Van Gogh Café Terrace at Night, also known as the Place du Forum, it is a coloured oil painting produced by the Dutch artist Vincent van Gogh in Arles, France, mid-September 1888. The painting was not signed, but described and mentioned by the artist in his letters on various occasions. There is also a large pen drawing of the composition which originates from the artist’s estate.

In a letter Van Gogh wrote to his brother, Theo, the artist said Ginoux had taken so much of his money that he’d told the cafe owner it was time to take his revenge by painting the place.

In August 1888 the artist told his brother in a letter:

Today I am probably going to begin on the interior of the café where I have a room, by gas light, in the evening. It is what they call here a “café de nuit” (they are fairly frequent here), staying open all night. “Night prowlers” can take refuge there when they have no money to pay for a lodging, or are too drunk to be taken in.

In the middle of September 1888, Van Gogh sat up for three consecutive nights to paint the picture, sleeping during the day. Little later, he sent the water-colour, copying the composition and again simplyfing the colour scheme on order to meet the simplicity of Japanese woodblock prints.

Van Gogh’s Cafe Terrace at Night, showing outdoor tables, a street scene and the night sky, was painted in Arles at about the same time. It depicts a different cafe, a larger establishment on the Place du Forum

Van Gogh wrote many letters to his brother Theo van Gogh, and often included details of his latest work. The artist wrote his brother more than once about The Night Café. According to Meyer Schapiro “there are few works on which [Van Gogh] has written with more conviction.”
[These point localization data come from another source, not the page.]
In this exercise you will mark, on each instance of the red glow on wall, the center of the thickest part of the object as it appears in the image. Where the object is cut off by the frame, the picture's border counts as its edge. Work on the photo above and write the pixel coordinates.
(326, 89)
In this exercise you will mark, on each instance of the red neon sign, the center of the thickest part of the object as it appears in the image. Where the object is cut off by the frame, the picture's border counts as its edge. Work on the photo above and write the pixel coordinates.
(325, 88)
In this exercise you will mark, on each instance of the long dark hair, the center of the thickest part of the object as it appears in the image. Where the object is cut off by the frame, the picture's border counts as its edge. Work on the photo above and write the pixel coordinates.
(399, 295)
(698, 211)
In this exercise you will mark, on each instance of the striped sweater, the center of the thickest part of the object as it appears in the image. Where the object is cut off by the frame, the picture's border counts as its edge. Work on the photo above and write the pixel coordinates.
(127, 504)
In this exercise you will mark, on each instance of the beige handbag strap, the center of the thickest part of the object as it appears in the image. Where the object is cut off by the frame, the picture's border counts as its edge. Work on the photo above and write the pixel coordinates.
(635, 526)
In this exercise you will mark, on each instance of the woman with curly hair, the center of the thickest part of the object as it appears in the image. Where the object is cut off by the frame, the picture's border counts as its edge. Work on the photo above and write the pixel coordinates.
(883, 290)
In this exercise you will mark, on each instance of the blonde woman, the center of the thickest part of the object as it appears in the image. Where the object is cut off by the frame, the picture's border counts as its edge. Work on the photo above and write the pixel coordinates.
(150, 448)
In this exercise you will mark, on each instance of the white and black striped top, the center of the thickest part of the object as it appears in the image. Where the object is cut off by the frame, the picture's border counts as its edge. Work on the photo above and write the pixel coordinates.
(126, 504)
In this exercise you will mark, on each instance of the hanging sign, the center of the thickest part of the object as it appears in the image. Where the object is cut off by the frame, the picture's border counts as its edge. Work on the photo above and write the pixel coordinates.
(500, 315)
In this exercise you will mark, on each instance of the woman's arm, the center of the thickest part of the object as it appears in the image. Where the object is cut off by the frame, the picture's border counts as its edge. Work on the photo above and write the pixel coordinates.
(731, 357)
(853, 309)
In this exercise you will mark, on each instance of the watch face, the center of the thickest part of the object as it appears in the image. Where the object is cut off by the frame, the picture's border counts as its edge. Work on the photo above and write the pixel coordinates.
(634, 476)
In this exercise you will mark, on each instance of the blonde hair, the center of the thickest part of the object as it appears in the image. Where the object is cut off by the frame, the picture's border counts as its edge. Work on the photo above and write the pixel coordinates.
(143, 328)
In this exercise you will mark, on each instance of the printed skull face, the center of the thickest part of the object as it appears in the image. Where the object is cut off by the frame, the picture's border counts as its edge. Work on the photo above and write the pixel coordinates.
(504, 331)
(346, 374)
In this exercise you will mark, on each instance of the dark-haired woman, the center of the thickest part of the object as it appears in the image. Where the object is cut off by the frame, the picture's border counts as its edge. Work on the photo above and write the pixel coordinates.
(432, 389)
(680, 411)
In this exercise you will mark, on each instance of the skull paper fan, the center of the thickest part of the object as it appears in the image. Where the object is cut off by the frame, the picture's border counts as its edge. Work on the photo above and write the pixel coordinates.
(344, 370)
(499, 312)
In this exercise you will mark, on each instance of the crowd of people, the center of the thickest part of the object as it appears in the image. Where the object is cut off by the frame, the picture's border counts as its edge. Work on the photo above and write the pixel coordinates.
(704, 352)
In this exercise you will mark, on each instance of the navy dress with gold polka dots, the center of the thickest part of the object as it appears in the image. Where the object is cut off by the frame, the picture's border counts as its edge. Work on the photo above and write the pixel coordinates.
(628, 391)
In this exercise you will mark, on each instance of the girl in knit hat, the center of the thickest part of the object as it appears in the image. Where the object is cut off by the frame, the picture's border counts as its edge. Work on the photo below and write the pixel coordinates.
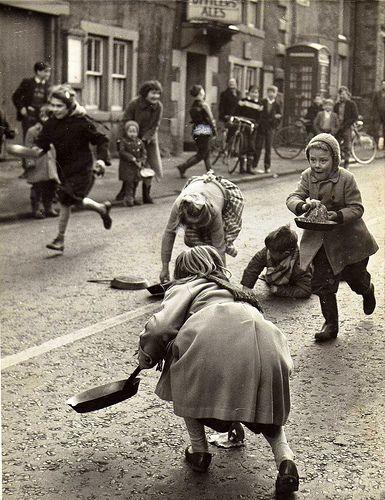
(133, 156)
(342, 253)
In one of the letters he describes this painting:

I have tried to express the terrible passions of humanity by means of red and green. The room is blood red and dark yellow with a green billiard table in the middle; there are four lemon-yellow lamps with a glow of orange and green. Everywhere there is a clash and contrast of the most alien reds and greens, in the figures of little sleeping hooligans, in the empty dreary room, in violet and blue. The blood-red and the yellow-green of the billiard table, for instance, contrast with the soft tender Louis XV green of the counter, on which there is a rose nosegay. The white clothes of the landlord, watchful in a corner of that furnace, turn lemon-yellow, or pale luminous green. “

The next day (September 9), he wrote Theo: “In my picture of the Night Café I have tried to express the idea that the café is a place where one can ruin oneself, go mad or commit a crime. So I have tried to express, as it were, the powers of darkness in a low public house, by soft Louis XV green and malachite, contrasting with yellow-green and harsh blue-greens, and all this in an atmosphere like a devil’s furnace, of pale sulphur. And all with an appearance of Japanese gaiety, and the good nature of Tartarin.

He also wrote: “It is color not locally true from the point of view of the stereoscopic realist, but color to suggest the emotion of an ardent temperament.”

The violent exaggeration of the colours and the thick texture of the paint made the picture “one of the ugliest pictures I have done”, Van Gogh wrote at one point. He also called it “the equivalent though different, of The Potato Eaters”, which it resembles somewhat in its use of lamplight and concerns for the condition of people in need.

Soon after its execution, Van Gogh incorporated this painting into his Décoration for the Yellow House.